Distilleries are keeping their whisky in a barrel as a response to demand
Movie fans and Japanese whisky aficionados may recall Bill Murray’s famous line from the 2003 Academy Award-winning motion picture, Lost in Translation, when he says, “For relaxing times, make it Suntory time.”
The whisky he was toasting towards the camera was Hibiki 17 Year Old, a flagship single malt and grain blend from Suntory’s Hakushu distillery. But those relaxing times provided by Hibiki will soon be over, because — inconceivable as it may seem — Suntory is halting production of their best-selling Hibiki 17 Year Old, along with their other award-winner, Hakushu 12 Year Old Single Malt.
In addition, Suntory’s Yamazaki distillery will not be releasing their highly anticipated Yamazaki Limited Edition for 2018, in spite of previous successes with their 2015, 2016, and 2017 bottlings. Other vintage Japanese whiskies may soon be disappearing from shelves as well.
The reason for the planned obsolescence of many of Japan’s most popular whiskies is that they have become too popular, and as a result, supplies are dwindling. After all, it takes a minimum of 12 years to create the 12 Year Old Hibiki. It’s a complex blend of over 30 different single malts, of which only the youngest is actually 12 years old.
Thus, in spite of Suntory having invested more than US$250 million (RM1.02 billion) since 2013 to increase production in their Yamazaki and Hakushu distilleries, the fairly recent (and unexpected) rise in demand for Japanese single malts and blends has caught the industry off guard, just as the boom in American bourbon has resulted in current shortages of some of the most popular U.S. brands.
But while distillers elsewhere are ramping up production and resorting to allocations, some of their Japanese counterparts are trying to catch up on the aging process by keeping their whiskies in barrels and away from the bottling plant, in order to have sufficient quantities of aged spirits for the future.
“Recent discontinuation of some of the most popular aged expressions of Japanese whisky, the Suntory Hibiki 17 and the Hakushu 12 included, will, in the first instance, drive up prices of these age statement expressions, as collectors aim to secure their favorites,” says Makiyo Masa, founder and director of Tokyo-based and family-owned Dekanta, the world’s largest mail order retail specialist of Japanese whiskies. “This is likely to mean that many of these wonderful whiskies will remain on (collector’s shelves), rather than being drunk, as they become rare and revered collectors’ items.”
Reflecting this, Dekanta’s website currently lists their remaining supplies of Hibiki 17 Year Old at US$689.99 (RM2,815) a bottle. Furthermore, as a result of the dwindling number of vintage-dated Japanese whiskies, there is now an increase in No Age Statement (NAS) spirits, as a way of stretching existing stocks while newer distillates are maturing.

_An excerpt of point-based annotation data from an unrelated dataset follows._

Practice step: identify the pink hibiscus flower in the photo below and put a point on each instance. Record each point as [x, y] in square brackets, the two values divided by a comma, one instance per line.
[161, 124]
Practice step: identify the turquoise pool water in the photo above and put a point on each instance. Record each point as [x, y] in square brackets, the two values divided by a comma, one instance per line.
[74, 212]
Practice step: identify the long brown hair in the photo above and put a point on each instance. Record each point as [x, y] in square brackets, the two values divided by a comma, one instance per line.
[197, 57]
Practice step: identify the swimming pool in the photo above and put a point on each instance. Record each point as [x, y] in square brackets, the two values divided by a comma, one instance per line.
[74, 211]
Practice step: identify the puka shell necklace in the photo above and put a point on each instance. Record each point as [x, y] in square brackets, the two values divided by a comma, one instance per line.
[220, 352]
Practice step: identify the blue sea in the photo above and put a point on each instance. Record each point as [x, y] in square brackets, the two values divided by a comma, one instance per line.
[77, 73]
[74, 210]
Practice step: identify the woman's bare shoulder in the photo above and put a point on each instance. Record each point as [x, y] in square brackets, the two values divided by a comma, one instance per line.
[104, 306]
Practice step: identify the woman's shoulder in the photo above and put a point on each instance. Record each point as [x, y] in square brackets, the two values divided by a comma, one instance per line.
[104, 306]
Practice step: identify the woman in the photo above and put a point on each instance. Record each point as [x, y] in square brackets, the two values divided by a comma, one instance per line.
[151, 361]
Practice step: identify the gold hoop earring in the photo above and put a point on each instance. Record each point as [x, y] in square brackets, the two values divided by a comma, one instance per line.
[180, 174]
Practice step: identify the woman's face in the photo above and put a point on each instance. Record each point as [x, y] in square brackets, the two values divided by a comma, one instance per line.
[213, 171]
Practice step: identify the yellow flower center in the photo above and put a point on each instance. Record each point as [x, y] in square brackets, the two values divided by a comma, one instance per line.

That is not to say there are no older whiskies in these NAS single malts and blends. The bottles just don’t carry a vintage year on the label.
“Japanese whisky producers have been preparing for this situation,” says Masa, “and are putting effort into producing exceptional NAS stock. We are starting to see many more whiskies with no age statement, and these will be the ones we’ll be enjoying and drinking in the coming years.”
An excellent example of this is the new NAS multi-cask blended Nikka Whisky From The Barrel (US$65/RM265), which was introduced in Japan in 1986. It is a complex blend, made even more distinctive by its square-shaped bottle.
Nikka Whisky From The Barrel is produced at Nikka’s Yoichi and Miyagikyo distilleries and is composed of more than 100 different single malt and grain whiskies that have been aged in ex-Bourbon barrels and puncheons, as well as in ex-sherry butts that have been refilled, recharred and remade into hogsheads.
This pot-distilled whisky’s high 102.8 proof helps compress its wide array of flavors, which are enhanced by an additional three to six months of aging in Nikka’s cellars. The thick and fruity result is teeming with notes of apricots, citrus, and cherries, with a gentle underlying caress of sweet smoke.
“These (NAS whiskies) are likely to have a positive impact on the diversity of the Japanese whisky market,” says Masa. “So far, Suntory and Nikka have undoubtedly dominated, but if their popular whiskies become prohibitively expensive, then Japanese whisky fans may turn to smaller producers, such as Chichibu, Eigashima/White Oak and Yamazakura, to name but a few who are making wonderful, interesting whiskies that have yet to gain international recognition.”